After the apocalyptic scenes of bushfires in Australia – more evidence, according to one historian, we’ve entered the Pyrocene, the “Age of Fire” – flash flooding has come to parts of the country’s east and west coasts. Byron Bay, a popular holiday destination about 750 kilometres north of Sydney, got almost 300 millimetres of rain in 24 hours.

Yet, the wider angle on the climate crisis that has racked Australia since September – the fires claiming 33 lives – might be called the “The Vengeance of the Facts,” or more precisely, “The Lesson of the Facts," for government leaders and policy-makers in particular.

It bears repeating: The science of climate change in Australia, home to vast but fragile biodiversity, has been clear for more than a decade, as the world’s driest (apart from Antarctica) continent gets relentlessly drier and hotter, so droughts and fires will worsen over a longer fire season, encompassing more of the national territory.

How horrifying that reality has now become – lives lost; air quality shockingly degraded; some 3,600 homes destroyed or damaged; more than 11.5 million hectares scorched (almost the land area of England); a mind-boggling billion animals and their habitats incinerated. The risk now is to water supplies and their fish stocks, as ash and debris wash into waterways.

Populations of the emblematic kangaroo and koala have been very hard hit, apparently catching the imagination of many North Americans. But on pristine Kangaroo Island near Adelaide in South Australia, the glossy black cockatoo and dark-eyed dunnart, a cute-as-they-come marsupial, are now at dire risk of extinction. Before fires blackened more than a third of the island, it was estimated there were only about 500 of the little dunnart left.

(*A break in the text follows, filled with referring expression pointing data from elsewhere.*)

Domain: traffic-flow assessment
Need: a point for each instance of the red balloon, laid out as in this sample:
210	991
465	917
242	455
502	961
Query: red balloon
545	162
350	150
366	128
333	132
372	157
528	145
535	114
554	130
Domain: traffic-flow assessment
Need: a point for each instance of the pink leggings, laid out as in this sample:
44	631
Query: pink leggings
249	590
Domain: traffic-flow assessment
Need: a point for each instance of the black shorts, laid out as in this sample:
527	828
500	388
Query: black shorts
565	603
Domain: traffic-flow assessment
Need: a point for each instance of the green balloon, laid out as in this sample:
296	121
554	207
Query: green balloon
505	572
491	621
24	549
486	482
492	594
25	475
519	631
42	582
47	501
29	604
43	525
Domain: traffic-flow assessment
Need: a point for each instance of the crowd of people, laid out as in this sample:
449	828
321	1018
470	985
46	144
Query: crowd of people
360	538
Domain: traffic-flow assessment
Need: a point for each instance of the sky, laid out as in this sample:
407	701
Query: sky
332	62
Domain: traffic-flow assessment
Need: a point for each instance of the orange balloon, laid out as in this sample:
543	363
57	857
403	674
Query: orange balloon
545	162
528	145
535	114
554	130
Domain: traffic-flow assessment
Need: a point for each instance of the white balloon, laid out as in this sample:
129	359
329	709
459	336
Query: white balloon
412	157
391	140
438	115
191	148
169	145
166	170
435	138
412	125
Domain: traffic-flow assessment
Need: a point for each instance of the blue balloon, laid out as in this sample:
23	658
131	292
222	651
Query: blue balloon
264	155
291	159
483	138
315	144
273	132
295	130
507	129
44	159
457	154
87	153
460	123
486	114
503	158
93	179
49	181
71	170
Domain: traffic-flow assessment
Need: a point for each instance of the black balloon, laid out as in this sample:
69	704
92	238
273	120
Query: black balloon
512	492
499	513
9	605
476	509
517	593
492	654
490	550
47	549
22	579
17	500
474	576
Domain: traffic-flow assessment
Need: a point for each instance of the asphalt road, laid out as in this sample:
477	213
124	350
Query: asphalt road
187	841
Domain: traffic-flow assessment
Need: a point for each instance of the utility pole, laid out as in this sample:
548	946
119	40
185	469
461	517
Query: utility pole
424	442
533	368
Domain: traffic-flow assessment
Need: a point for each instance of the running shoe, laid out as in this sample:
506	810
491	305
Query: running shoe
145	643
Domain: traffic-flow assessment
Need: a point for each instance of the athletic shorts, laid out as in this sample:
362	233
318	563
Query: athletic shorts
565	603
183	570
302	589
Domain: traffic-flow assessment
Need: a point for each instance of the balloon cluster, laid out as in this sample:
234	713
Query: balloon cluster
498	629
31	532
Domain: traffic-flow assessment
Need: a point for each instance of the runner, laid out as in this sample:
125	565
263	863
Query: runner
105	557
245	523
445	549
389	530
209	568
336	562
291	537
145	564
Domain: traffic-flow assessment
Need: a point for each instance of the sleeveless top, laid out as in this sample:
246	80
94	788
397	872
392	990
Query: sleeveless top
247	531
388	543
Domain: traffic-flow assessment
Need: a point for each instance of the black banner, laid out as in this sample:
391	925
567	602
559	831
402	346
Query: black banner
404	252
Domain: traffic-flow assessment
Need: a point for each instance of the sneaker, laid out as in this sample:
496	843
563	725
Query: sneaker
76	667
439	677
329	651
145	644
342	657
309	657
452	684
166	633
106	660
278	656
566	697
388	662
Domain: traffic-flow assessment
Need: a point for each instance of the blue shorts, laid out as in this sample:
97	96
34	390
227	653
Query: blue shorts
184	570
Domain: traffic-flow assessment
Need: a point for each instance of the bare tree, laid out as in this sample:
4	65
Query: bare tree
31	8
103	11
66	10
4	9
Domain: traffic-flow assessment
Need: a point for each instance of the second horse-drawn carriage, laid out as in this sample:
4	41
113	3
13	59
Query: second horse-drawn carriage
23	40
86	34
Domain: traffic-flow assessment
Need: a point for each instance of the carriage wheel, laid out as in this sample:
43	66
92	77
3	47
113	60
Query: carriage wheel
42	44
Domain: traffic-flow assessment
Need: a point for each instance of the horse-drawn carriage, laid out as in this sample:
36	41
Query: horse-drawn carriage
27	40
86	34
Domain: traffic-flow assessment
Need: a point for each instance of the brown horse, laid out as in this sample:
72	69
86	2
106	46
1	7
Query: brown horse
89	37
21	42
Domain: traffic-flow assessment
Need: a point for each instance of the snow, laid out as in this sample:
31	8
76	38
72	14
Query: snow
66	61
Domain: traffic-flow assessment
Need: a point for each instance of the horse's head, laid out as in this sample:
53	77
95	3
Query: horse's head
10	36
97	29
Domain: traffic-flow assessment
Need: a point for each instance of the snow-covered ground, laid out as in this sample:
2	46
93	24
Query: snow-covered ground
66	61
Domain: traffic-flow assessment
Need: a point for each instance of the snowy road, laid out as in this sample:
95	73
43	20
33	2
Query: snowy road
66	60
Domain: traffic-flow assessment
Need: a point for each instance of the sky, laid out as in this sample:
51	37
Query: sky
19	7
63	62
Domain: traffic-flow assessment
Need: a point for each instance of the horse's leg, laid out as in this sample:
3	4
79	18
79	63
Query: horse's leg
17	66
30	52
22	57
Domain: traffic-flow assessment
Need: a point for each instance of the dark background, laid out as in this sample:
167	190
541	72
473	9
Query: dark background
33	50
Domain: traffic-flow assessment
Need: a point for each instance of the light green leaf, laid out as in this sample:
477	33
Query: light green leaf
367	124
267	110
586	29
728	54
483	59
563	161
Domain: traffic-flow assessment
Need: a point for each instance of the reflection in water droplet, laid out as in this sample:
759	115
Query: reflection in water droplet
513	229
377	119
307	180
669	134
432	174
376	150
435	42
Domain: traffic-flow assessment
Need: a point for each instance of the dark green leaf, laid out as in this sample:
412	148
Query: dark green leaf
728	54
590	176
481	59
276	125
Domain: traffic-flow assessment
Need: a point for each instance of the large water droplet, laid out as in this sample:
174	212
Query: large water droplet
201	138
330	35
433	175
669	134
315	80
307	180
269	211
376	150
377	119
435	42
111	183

After the facts, the experience. It seems to me that local journalists have given an accurate picture of what Australians are actually living. Concentration of media ownership is a major concern, putting a squeeze on the diversity of views in the press – making even bushfires an ideological subject, while dirty, heavily subsidized coal continues to get remarkably favourable coverage. But that hasn’t stopped often moving accounts of, memorably, 4,000 people taking shelter on a regional beach under a glowing red sky.

Less edifying have been those editors and headline writers who’ve insisted on calling firefighters “soldiers,” when war would normally involve guns and invading armies. The related technique is to characterize a group of individuals, in this case firefighters, and generalize their qualities to the rest of us. So volunteers risking their necks to fight the worst fires the country has ever known embody a combative spirit and sense of solidarity that is unique to all Australians. Why is it that populism and its chanticleers in the media talk about a country and its people as if urging those who already live there to visit?

But the condescending non-empathy award surely goes to the Australian Prime Minister Scott Morrison. Not just for continuing, seemingly willful ignorance of the facts around climate change, but a resounding lack of humility in the face of the people who have suffered because of it. Images of Mr. Morrison’s clam-handed attempt to shake hands with a disgruntled firefighter were seen around the world.

Marcus Aurelius described what we think of today as “empathic listening,” advising: “Try your best to enter into the mind of the speaker.” But this was a corporate shake-my-hand for the cameras, as if “Scomo” or “Smoko” or “Scotty from marketing,” as he’s been variously dubbed, had taken himself offline, was simply, “not receiving.” But it might be that voters feel they’ve got the measure of this Prime Minister.

If Australian democracy is functioning as it should, the facts and the experience of these past weeks and months will have cost Mr. Morrison and his slow-mo government dearly. A turning point is the realization – the transformational insight, surely – that the old ways of thinking about climate change and the environment are no longer possible. A profound perspective change, amid the fire and rain, in the history of Australian politics? This, we sincerely hope.